Silberstollen diente

als Luftschutzraum

Auch kenne sie sich gut aus mit alten Haus- und Flurnamen. „Mich kann man immer fragen, wenn es um allgemeine historische Hintergrundinformationen geht: Entweder kann ich selbst Auskunft geben oder ich kenne jemanden, der Bescheid wissen könnte. Damit unterstütze ich andere Vereinsmitglieder bei deren Recherchen zu historischen Themen“, betont Hilde Holch. Manfred Pommerer ist seit 1993 Mitglied: „Meine Motivation war es, den Silberstollen wieder zugänglich zu machen, weil meine Mitschüler und ich mit unserem damaligen Lehrer Karl Schlumberger 1963 den Eingang freigelegt haben.“ Kurz fasst der heutige Vorsitzende des Heimatvereins die Geschichte des „Gabe Gottes“ genannten Silberstollens zusammen. Als drei Erlacher Bauern Ende 1772 einen Brunnen gruben, stießen sie auf eine blau glänzende Gesteinsschicht, die sie für Silber hielten, was einen „Silberrausch“ in der Region auslöste. Im Frühjahr 1773 wurde der Silberstollen unterhalb des heutigen Ortes Großerlach etwa 36 Meter weit ins Gestein getrieben. Dort fand man jedoch kein Silber, sondern Bleiglanz (Galenit), ein Mineral aus der Klasse der Sulfide. „Das Ganze war ein großer Betrug, auf den auch berühmte Persönlichkeiten hereinfielen, wie Johann Kaspar Schiller, Vater des berühmten Dichters Friedrich Schiller, und der Murrhardter Prälat Friedrich Christoph Oetinger“, stellt Pommerer fest. Bereits Ende 1773 mussten die Arbeiten eingestellt werden, weil es kein Silber und somit auch keine Gewinne gab. Es folgte der Prozess gegen den betrügerischen Unternehmer Bergrat Riedel, der um 1800 zu einer Gefängnisstrafe verurteilt wurde.

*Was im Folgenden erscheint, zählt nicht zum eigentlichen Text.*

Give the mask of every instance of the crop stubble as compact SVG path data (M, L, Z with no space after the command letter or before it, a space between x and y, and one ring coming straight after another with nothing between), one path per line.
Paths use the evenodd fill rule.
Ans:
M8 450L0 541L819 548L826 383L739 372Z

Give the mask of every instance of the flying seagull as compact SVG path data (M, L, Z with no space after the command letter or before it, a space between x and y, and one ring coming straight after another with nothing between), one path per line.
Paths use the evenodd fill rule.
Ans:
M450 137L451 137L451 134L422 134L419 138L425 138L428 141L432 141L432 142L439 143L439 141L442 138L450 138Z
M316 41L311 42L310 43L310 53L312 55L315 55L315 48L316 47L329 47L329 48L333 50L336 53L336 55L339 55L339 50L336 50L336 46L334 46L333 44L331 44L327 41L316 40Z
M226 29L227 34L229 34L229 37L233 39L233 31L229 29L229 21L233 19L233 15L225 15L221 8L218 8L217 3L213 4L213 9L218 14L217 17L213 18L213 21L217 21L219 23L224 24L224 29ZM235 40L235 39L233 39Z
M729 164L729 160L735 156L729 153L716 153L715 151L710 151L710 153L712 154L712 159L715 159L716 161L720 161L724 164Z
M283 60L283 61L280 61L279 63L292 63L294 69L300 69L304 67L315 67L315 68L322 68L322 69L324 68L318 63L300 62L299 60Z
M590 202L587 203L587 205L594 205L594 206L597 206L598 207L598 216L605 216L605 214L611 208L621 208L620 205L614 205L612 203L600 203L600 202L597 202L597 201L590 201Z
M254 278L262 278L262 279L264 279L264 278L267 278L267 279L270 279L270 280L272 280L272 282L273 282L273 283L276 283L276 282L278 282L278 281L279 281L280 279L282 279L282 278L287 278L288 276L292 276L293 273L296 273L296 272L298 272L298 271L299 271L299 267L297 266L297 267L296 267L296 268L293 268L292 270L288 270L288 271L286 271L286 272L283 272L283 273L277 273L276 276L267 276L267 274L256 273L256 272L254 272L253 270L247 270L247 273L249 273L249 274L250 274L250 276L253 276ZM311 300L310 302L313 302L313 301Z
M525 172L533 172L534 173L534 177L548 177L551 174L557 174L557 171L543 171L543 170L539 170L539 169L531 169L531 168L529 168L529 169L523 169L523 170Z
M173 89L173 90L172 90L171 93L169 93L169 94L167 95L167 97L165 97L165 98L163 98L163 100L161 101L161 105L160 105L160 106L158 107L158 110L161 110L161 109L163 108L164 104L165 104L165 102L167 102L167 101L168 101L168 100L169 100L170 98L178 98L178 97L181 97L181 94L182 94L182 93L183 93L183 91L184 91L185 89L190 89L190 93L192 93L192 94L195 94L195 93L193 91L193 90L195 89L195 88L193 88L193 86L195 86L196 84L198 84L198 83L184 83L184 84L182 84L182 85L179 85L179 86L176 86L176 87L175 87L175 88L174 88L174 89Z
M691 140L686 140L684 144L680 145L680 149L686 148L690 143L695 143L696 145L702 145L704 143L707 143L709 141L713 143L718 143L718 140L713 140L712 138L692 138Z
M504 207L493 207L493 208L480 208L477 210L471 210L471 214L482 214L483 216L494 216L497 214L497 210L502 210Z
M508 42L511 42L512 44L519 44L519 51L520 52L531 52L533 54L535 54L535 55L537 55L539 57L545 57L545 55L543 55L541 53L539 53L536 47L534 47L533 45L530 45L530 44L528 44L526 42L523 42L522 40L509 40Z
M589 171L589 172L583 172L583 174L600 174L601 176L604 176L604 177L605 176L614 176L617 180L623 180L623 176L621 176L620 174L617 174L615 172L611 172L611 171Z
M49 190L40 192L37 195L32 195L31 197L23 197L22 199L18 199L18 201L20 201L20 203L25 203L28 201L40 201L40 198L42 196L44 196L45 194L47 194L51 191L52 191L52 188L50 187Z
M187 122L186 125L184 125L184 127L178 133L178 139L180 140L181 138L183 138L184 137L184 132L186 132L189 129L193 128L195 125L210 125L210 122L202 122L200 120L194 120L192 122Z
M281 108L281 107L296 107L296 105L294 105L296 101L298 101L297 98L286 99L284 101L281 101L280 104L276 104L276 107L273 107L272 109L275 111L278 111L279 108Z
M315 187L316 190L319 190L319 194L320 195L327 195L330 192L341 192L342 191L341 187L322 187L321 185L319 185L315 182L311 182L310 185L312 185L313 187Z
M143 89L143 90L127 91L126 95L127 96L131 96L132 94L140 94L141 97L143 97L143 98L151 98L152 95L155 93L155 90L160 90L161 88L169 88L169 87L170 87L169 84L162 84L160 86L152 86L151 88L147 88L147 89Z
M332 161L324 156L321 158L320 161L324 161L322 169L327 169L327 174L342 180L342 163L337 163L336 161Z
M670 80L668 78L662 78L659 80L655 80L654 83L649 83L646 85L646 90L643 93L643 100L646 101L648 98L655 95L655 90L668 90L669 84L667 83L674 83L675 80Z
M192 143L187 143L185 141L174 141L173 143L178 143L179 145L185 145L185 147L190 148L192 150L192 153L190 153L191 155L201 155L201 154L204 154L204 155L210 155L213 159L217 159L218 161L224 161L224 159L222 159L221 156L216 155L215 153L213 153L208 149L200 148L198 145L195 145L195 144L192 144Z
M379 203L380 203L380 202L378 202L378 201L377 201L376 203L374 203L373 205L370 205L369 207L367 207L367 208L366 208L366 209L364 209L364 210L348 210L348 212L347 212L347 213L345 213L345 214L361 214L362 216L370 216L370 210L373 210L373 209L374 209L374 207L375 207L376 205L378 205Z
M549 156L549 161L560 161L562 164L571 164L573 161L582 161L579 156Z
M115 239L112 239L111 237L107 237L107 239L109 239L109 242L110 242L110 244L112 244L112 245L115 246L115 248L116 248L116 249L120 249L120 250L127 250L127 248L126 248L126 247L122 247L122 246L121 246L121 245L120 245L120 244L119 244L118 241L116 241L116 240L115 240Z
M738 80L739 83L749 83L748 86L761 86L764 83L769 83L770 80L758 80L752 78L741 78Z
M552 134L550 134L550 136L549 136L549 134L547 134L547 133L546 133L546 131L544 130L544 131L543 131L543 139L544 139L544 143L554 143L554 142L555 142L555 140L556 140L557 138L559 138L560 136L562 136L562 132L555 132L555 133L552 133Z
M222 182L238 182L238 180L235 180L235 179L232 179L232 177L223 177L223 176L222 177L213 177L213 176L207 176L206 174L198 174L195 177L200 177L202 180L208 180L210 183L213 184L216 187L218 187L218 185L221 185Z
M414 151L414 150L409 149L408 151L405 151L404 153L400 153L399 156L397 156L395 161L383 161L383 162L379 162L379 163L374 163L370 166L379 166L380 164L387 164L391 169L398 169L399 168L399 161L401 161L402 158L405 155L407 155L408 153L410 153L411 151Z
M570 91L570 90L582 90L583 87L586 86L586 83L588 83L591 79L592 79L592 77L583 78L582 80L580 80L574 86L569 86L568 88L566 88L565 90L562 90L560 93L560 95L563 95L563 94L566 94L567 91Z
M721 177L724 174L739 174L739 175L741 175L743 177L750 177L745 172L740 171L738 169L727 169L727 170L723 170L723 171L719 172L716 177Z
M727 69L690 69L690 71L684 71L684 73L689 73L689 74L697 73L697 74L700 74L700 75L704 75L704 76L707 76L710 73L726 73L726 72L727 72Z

Mitte der 1920er-Jahre legte die Ortsgruppe Großerlach des Schwäbischen Albvereins das sogenannte Mundloch, den Eingang, des Silberstollens frei, der am Ende des Zweiten Weltkriegs als Luftschutzraum diente. Dazu wurde ein (zweiter) Notausgang geschaffen. Nach dem Krieg wurde das Mundloch verfüllt und der Notausgang verschlossen. 1963 legten Großerlacher Schüler, darunter Werner Stark und Manfred Pommerer, das Mundloch wieder frei.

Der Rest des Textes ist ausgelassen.